I’m wondering if there exists any patterns, specifically python, (I’ve looked and haven’t really found any examples of what I want to do) or if anyone has any suggestions on where to begin with transitioning my project to meet these new requirements.
I’ve seen a few projects that touch on scheduling, but I’m really looking for real world user experience / suggestions here. What works / doesn’t work for you?
If the REST server and the scheduled jobs have nothing in common, do two separate implementations, the REST server and the jobs stuff, and run them as separate processes.
As mentioned previously, look into existing schedulers for the jobs stuff. I don't know if Twisted would be an alternative, but you might want to check this platform.
If, OTOH, the REST interface invokes the same functionality as the scheduled jobs do, you should try to look at them as two interfaces to the same functionality, e.g. like this:
Write the actual jobs as programs the REST server can fork and run.
Have a separate scheduler that handles the timing of the jobs.
If a job is due to run, let the scheduler issue a corresponding REST request to the local server.
This way the scheduler only handles job descriptions, but has no own knowledge how they are implemented.
It's a common trait for long-running, high-availability processes to have an additional "supervisor" process that just checks the necessary demons are up and running, and restarts them as necessary.
One option is to simply choose a lightweight WSGI server from this list:
http://wsgi.org/wsgi/Servers
and let it do the work of a long-running process that serves requests. (I would recommend Spawning.) Your code can concentrate on the REST API and handling requests through the well defined WSGI interface, and scheduling jobs.
There are at least a couple of scheduling libraries you could use, but I don't know much about them:
http://sourceforge.net/projects/pycron/
http://code.google.com/p/scheduler-py/
Here's what we did.
Wrote a simple, pure-wsgi web application to respond to REST requests.
Start jobs
Report status of jobs
Extended the built-in wsgiref server to use the select module to check for incoming requests.
Activity on the socket is ordinary REST request, we let the wsgiref handle this.
It will -- eventually -- call our WSGI applications to respond to status and
submit requests.
Timeout means that we have to do two things:
Check all children that are running to see if they're done. Update their status, etc.
Check a crontab-like schedule to see if there's any scheduled work to do. This is a SQLite database that this server maintains.
I usually use cron for scheduling. As for REST you can use one of the many, many web frameworks out there. But just running SimpleHTTPServer should be enough.
You can schedule the REST service startup with cron #reboot
#reboot (cd /path/to/my/app && nohup python myserver.py&)

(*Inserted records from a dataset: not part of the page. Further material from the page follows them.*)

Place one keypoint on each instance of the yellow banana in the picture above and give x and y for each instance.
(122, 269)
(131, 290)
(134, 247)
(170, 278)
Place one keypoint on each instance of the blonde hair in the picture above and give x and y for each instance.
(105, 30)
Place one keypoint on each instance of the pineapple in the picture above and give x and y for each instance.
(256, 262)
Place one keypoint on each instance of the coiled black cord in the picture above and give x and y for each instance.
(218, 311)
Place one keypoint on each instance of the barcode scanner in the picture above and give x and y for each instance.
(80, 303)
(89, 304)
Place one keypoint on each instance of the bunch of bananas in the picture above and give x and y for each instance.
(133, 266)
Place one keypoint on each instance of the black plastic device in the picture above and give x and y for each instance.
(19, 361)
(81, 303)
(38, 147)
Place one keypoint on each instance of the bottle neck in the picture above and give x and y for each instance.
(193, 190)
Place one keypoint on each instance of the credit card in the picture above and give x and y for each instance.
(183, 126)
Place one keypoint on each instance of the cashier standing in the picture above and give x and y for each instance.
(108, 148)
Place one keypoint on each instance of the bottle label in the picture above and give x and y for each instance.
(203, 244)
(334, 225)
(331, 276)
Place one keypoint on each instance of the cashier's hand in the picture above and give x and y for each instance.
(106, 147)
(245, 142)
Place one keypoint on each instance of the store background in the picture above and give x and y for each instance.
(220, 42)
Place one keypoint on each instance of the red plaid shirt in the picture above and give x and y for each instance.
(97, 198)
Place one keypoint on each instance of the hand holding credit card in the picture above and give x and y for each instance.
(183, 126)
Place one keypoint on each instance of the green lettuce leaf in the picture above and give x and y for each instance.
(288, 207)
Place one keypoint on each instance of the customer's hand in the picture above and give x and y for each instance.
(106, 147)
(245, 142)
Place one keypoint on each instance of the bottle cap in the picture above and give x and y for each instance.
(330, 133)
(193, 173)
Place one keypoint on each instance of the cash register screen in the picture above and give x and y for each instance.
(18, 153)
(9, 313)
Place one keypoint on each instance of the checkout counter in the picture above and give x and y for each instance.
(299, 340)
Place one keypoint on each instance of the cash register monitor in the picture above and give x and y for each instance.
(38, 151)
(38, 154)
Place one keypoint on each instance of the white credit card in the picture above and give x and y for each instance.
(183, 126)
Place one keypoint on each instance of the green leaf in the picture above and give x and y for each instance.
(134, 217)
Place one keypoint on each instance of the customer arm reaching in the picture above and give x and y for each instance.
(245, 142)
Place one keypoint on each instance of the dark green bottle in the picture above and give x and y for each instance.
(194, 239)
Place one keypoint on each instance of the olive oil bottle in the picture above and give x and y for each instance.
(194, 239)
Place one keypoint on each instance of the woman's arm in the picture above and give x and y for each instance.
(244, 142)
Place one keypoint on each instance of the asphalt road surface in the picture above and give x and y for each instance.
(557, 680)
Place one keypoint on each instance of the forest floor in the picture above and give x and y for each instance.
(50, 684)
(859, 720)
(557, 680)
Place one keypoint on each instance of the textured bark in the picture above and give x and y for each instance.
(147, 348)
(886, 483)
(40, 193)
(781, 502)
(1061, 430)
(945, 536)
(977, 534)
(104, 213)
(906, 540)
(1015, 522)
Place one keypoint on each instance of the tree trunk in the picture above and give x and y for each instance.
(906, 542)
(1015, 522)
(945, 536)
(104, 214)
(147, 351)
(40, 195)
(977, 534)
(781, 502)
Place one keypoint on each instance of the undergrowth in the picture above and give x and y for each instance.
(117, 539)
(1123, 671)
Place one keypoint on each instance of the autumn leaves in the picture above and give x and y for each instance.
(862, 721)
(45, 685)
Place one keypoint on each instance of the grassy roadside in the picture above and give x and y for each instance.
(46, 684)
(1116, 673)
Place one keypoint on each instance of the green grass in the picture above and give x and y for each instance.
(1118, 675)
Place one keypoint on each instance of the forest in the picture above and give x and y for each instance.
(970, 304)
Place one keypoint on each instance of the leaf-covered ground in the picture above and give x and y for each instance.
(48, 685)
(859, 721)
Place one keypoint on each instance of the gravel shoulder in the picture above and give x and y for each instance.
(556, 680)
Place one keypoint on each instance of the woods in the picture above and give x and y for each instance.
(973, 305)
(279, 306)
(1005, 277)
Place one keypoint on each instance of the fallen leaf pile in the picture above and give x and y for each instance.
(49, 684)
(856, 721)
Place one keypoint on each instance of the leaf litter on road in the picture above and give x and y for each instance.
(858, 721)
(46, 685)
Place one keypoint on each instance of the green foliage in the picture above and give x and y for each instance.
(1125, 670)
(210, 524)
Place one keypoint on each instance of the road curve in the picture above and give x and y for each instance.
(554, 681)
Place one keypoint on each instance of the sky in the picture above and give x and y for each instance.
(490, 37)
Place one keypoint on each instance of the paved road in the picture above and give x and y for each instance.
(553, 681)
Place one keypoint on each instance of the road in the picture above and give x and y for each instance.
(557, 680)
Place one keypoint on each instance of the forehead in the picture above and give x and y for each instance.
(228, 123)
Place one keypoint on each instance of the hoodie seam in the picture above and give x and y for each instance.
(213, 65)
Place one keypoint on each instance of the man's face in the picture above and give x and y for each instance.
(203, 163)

The usual design pattern for a scheduler would be:
Maintain a list of scheduled jobs, sorted by next-run-time (as Date-Time value);
When woken up, compare the first job in the list with the current time. If it's due or overdue, remove it from the list and run it. Continue working your way through the list this way until the first job is not due yet, then go to sleep for (next_job_due_date - current_time);
When a job finishes running, re-schedule it if appropriate;
After adding a job to the schedule, wake up the scheduler process.
Tweak as appropriate for your situation (eg. sometimes you might want to re-schedule jobs to run again at the point that they start running rather than finish).